Pocas instituciones acumulan en la historia reciente europea un repertorio de escándalos comparable al de la Casa Real española. Los episodios que reúne esta lista que recopilamos a continuación comparten un denominador común: nacieron en el ámbito privado, cortesano o empresarial y acabaron condicionando a la Corona, a los presupuestos públicos o a la relación de la monarquía con la opinión pública. El arco temporal va del reinado de Isabel II, destronada en 1868, a las investigaciones más recientes sobre Juan Carlos I.
Todos estos casos están respaldados por resoluciones judiciales, investigaciones periodísticas contrastadas o reconstrucciones históricas solventes, o bien han tenido consecuencias institucionales, económicas o dinásticas verificables.
6Isabel II y la corte de los escándalos que precipitó la Revolución de 1868
Isabel II reinó entre 1833 y 1868 y su corte se convirtió en el escenario de un escándalo permanente que mezcló lujuria, corrupción y una religiosidad mal entendida. Casada en 1846 con su primo Francisco de Asís —de quien se decía abiertamente en Madrid que era homosexual—, la reina acumuló una larga lista de amantes, entre ellos el general Serrano. Su propia madre, la regente María Cristina, fue expulsada de España por las Cortes en 1854 tras aflorar el "bolsillo secreto", un fondo opaco con el que se financiaron negocios ilegales. A ello se sumó el álbum satírico "Los Borbones en pelotas", atribuido a los hermanos Bécquer, con 89 láminas que retrataban a la familia real en escenas obscenas. La paternidad de varios de sus hijos fue puesta en duda y en 1842, siendo aún menor, gastó 611.833 reales solo en caprichos.
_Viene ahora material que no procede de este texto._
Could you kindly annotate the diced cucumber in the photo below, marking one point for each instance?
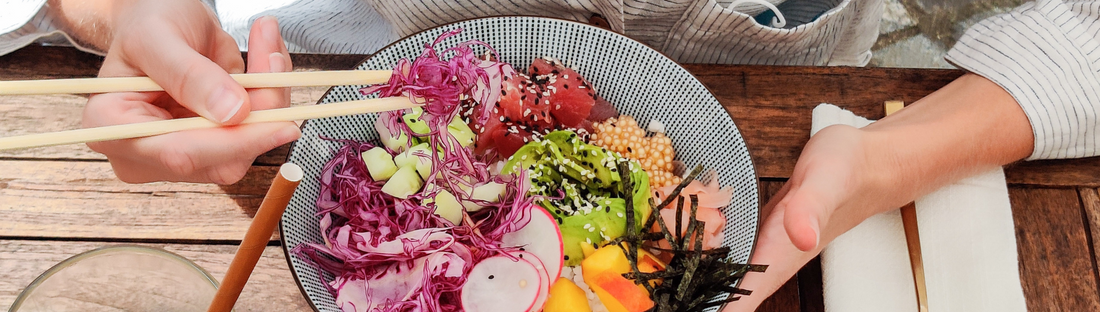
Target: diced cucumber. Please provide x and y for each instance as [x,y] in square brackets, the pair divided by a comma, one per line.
[413,120]
[380,164]
[407,158]
[448,207]
[403,184]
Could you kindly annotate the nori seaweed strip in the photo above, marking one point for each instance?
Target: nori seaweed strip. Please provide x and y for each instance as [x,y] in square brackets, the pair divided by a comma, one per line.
[631,233]
[675,192]
[680,227]
[693,279]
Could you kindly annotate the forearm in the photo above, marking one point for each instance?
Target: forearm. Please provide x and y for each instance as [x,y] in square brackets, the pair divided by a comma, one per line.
[89,22]
[968,126]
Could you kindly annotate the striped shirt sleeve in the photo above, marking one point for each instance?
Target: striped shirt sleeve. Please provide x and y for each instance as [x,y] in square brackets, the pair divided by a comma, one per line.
[1046,55]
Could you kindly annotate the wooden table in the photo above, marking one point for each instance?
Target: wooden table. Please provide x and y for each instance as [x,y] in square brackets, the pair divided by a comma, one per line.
[58,201]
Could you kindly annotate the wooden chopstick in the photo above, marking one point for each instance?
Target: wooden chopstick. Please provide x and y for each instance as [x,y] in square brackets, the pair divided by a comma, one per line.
[78,86]
[255,240]
[912,235]
[155,127]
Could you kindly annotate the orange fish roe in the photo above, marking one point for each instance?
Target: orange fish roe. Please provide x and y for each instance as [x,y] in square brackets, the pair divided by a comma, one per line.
[655,153]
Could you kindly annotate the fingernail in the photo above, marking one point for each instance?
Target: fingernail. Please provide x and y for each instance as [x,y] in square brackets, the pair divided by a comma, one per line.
[277,63]
[223,104]
[817,232]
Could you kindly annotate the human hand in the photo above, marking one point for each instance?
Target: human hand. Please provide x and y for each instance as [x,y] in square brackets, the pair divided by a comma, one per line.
[846,175]
[839,180]
[180,46]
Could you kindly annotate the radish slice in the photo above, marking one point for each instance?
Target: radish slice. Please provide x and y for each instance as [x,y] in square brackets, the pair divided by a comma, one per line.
[502,285]
[541,237]
[545,285]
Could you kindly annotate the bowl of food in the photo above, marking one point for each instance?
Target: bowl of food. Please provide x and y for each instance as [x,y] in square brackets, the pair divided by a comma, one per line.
[550,168]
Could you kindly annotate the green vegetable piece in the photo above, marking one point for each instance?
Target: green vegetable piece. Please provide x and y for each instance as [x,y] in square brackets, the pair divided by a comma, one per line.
[448,207]
[461,132]
[413,120]
[407,158]
[403,184]
[378,164]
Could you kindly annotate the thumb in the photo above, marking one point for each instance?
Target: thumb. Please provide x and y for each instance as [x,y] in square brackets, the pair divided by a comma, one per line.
[194,80]
[805,215]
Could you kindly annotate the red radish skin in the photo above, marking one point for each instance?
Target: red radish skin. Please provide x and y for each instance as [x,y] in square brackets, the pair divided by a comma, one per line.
[541,237]
[501,283]
[547,281]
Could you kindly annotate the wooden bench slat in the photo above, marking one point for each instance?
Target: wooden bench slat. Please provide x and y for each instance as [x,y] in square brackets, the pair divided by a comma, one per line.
[1056,268]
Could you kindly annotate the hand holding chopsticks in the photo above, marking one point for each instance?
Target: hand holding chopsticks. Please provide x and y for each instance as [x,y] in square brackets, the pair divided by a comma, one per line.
[150,129]
[78,86]
[155,127]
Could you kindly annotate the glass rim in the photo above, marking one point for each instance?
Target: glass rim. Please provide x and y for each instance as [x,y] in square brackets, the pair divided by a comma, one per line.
[105,251]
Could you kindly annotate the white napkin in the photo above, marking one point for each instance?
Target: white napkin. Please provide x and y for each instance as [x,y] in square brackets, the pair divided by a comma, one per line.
[967,240]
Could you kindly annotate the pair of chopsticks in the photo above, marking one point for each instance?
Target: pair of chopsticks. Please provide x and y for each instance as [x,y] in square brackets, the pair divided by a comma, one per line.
[282,189]
[150,129]
[912,236]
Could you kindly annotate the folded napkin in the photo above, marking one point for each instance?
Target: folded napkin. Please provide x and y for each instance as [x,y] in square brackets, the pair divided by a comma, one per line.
[967,240]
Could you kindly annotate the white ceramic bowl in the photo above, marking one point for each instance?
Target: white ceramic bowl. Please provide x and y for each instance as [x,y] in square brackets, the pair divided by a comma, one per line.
[637,79]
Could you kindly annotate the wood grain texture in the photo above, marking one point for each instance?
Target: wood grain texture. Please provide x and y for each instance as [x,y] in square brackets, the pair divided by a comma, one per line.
[83,199]
[787,297]
[1090,202]
[271,288]
[1056,268]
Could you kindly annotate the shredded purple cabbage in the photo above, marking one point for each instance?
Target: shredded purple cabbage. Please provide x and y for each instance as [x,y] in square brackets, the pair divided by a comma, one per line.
[391,254]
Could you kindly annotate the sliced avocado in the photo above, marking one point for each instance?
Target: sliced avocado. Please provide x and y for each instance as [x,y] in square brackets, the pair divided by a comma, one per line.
[583,189]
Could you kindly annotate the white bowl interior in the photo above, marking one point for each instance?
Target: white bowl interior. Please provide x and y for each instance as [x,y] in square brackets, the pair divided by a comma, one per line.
[636,79]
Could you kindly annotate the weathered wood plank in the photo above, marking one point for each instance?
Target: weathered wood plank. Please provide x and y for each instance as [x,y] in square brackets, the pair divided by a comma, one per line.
[774,118]
[271,287]
[787,297]
[83,199]
[28,114]
[1056,267]
[1090,202]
El descrédito moral fue el caldo de cultivo de la Revolución Gloriosa. A la corrupción de la camarilla se sumaron la crisis ferroviaria de 1866, la quiebra en cadena de sociedades de crédito y el hambre, mientras Narváez y después González Bravo gobernaban con métodos autoritarios. En 1866, progresistas y demócratas firmaron el Pacto de Ostende para derrocar a la reina. El 18 de septiembre de 1868 el almirante Topete se sublevó en Cádiz junto a Prim; diez días después la batalla de Alcolea selló la derrota. El 30 de septiembre Isabel II partió al exilio en Francia y no abdicó hasta 1870, en favor de Alfonso XII. Pocas monarquías europeas cayeron con semejante acumulación de escándalos privados convertidos en asunto de Estado.